YOU DON'T SEE much about Intel's attempt to sew up the consumer market with its Viiv branding these days.
At the last Intel Developer Forum, we looked in vain for any reference to Viiv which appears to have become one of the Intel "disappeared".
Intel
has "disappeared" quite a lot of its ideas - not just the "Ottoman" PC that
Craig Barrett sat on at a Palm Springs IDF years ago - the number of the
disappeared is legion. We won't mention the Intel electron microscope, the Intel
"Hotels of Distinction" or the Intel music player.

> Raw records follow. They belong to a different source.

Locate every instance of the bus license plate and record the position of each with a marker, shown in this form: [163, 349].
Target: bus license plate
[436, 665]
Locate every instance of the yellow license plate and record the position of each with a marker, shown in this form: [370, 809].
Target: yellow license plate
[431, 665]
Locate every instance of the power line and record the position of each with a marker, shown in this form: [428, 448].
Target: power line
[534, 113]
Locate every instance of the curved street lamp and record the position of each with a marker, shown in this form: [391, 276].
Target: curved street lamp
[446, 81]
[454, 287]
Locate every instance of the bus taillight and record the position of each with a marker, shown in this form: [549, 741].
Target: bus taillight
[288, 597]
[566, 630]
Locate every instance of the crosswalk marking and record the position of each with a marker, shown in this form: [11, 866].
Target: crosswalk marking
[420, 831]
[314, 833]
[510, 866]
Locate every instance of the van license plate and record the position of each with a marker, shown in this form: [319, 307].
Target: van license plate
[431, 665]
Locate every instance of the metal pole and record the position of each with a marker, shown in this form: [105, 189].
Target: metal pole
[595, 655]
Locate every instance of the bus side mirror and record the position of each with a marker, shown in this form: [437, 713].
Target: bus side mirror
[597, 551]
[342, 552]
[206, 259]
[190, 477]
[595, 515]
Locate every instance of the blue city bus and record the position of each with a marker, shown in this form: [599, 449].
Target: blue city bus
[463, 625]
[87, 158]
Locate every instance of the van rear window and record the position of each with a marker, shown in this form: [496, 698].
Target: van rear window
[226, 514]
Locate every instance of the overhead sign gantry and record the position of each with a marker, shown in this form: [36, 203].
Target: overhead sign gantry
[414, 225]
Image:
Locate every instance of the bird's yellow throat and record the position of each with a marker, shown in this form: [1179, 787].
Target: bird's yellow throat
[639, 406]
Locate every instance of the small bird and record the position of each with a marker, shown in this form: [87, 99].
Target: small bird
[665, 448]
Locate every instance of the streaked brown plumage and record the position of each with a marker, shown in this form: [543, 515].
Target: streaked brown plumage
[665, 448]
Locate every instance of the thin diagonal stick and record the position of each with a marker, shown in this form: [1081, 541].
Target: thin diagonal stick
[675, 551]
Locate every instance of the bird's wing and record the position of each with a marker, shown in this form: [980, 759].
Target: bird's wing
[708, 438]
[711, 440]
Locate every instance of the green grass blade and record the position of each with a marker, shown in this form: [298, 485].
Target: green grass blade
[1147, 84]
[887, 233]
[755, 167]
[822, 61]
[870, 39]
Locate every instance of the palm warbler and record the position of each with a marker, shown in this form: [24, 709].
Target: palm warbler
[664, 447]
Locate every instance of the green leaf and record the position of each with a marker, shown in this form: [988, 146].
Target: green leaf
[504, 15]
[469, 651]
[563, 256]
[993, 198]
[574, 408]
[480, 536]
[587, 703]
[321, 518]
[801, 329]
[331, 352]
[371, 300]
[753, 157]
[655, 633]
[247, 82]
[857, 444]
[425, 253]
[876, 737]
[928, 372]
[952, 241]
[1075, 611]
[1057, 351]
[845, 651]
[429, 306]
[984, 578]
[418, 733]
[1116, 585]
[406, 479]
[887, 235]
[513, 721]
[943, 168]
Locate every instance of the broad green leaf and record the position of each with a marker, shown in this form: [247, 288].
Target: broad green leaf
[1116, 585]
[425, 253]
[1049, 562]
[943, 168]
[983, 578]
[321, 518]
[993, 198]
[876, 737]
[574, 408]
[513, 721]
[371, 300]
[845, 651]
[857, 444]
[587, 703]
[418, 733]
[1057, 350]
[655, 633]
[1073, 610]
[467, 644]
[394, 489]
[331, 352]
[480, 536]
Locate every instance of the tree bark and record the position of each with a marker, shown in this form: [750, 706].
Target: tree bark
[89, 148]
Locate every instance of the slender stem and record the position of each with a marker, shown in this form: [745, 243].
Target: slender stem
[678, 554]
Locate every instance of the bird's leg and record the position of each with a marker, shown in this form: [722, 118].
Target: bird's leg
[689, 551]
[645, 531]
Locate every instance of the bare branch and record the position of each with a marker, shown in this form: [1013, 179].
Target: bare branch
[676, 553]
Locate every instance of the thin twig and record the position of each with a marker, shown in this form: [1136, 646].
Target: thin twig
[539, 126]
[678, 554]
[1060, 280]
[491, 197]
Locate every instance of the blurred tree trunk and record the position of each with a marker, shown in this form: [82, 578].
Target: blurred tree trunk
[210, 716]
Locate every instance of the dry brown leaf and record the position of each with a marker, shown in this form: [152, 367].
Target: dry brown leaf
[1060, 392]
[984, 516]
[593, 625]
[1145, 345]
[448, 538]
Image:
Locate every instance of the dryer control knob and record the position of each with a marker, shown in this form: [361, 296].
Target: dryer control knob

Oops, we just did.
Now market research firm Digdia has produced a report on "Consumer Electronics 3.0" which CEO Paul Otellini mentioned at his keynote speech at the last IDF.
Digdia reckons Intel spins it this way: CE 1.0 was the analogue era, CE 2.0 was when digital TV was invented. CE 3.0 is when the Internet gets married to TV.
So what was Viiv then? Digdia says in its report: "Viiv has proved to be more of an embarrassment than a benefit. Intel people seem to spend more time making excuses for Viiv than they spend trying to sell it."
Intel is having another crack at the whole topic again, the marketeers reckon. ยต
It surely is an embarassment, and don't call me Shirley...

(Sorry I couldn't resist the Airplane quote)
http://www.youtube.com/watch?v=SSO0oMjYuqI

Hardly!
So...VIIV would be what then? I just figured it was "VI" = 6 and "IV" = 4 so this was Intel64. 
Which, granted, even AMD64 hasn't done anything memorable so far.
I'm friends with an Intel rep in my area who's pretty gung-ho about his company. When VIIV was first unveiled, I bet him that in a year we'd be sharing a big laugh about what a terrible idea VIIV was. 
I think it took slightly longer than a year, but that day has come, as expected.
... wasn't this the idea of a small, silent computer to use as a DVD player, PVR, etc.? 

Uh, yeah, sorry. I bought one of those tiny Apple boxes to do that stuff. Ooops. My bad. Well, it looked nicer, without all those stickers on the casing.
I actually saw a Viiv demo or two at all three of the IDF's this year. I don't think its dead yet.
VI IV may mislead you to think "64-bit", but it does not even run on 64-bit operating systems- only on 32-bit XP Media Center Edition and Vista Home Premium or Ultimate. As I found out the hard way after buiding a system with a so-called VIIV-ready motherboard and installing 64-bit Vista on it.